# BLASC funtioniert nicht - Hilfe



## Lorem (23. Februar 2005)

Hallo,

ich habe BLASC schon in der Beta benutzt, hat auch prima funktioniert, doch ab einem bestimmten Patch(weiss nicht genau welcher, aber nach ihm funktionierte comos auch nicht), hab ich immerwieder das gleiche Problem:

Ich lade BLASC von »hier«  runter (0.3.0 Build 44), installiere es. Bis dahin scheint alles zu klappen.

Wenn ich dann BLASC starten will, erscheint bei mir:


> Du benutzt Version 0.3.0, auf unserem Server ist die Version 0.4.0.52 zum Download verfügbar[. Jetzt Updaten?


Ich denke mir ok, zieh ich mir eben die neue Version runter. Und wieder laden, installieren, starten...


> Du benutzt Version 0.3.0, auf unserem Server ist die Version 0.4.0.52 zum Download verfügbar[. Jetzt Updaten?


hmm...ich denke mir gut, klich ich halt auf Nein. Gesagt getan, WoW starten, spielen, ausloggen, auschalten. Jetzt werden die Informationen geladen...bei 100% angekommen, kriege ich folgende Fehlermeldung:


> Parser konnte Datei nicht verarbeiten
> (FEHLERCODE: E301)




Was soll ich tun? Brauche Hilfe, da jetzt vor allem meine ganze Gilde sich BLASC anschaffen will.

Danke im Vorraus, Lorem


----------



## Lorem (23. Februar 2005)

Da sieht mans wieder mal...sobald man anfängt, sich mit dem Thema zu beschäftigen, kenn man schon die Lösung.

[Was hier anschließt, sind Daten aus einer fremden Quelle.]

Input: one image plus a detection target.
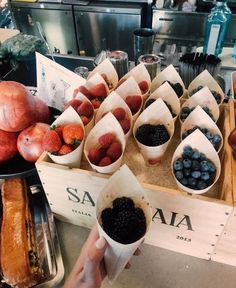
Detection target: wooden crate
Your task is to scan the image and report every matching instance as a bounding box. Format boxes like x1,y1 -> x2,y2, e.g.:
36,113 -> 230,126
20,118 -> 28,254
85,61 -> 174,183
36,104 -> 233,259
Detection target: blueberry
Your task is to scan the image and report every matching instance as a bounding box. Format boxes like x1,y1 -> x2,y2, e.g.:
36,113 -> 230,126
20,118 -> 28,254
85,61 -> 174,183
183,158 -> 192,168
191,171 -> 202,179
188,177 -> 197,188
173,158 -> 183,171
175,171 -> 184,180
197,180 -> 207,190
180,178 -> 188,186
201,172 -> 210,181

Es war die nutzlose Windows-Firewall...

Problem behoben, trotzdem Danke für die Aufmerksamkeit.


----------



## Regnor (23. Februar 2005)

Dieser Inhalt steht nur eingeloggten Mitgliedern zur Verfügung.
        


Übrigens 


			Dieser Inhalt steht nur eingeloggten Mitgliedern zur Verfügung.
        


Die aktuelle Version auf unserem FTP Server ist die Version 0.4.0.52 


			Dieser Inhalt steht nur eingeloggten Mitgliedern zur Verfügung.
        


Eventuell lädt dein Browser die Datei nicht neu sondern nimmt die aus dem Cache. Deshalb eventuell mal den Cache leeren.

Gruß Regnor


----------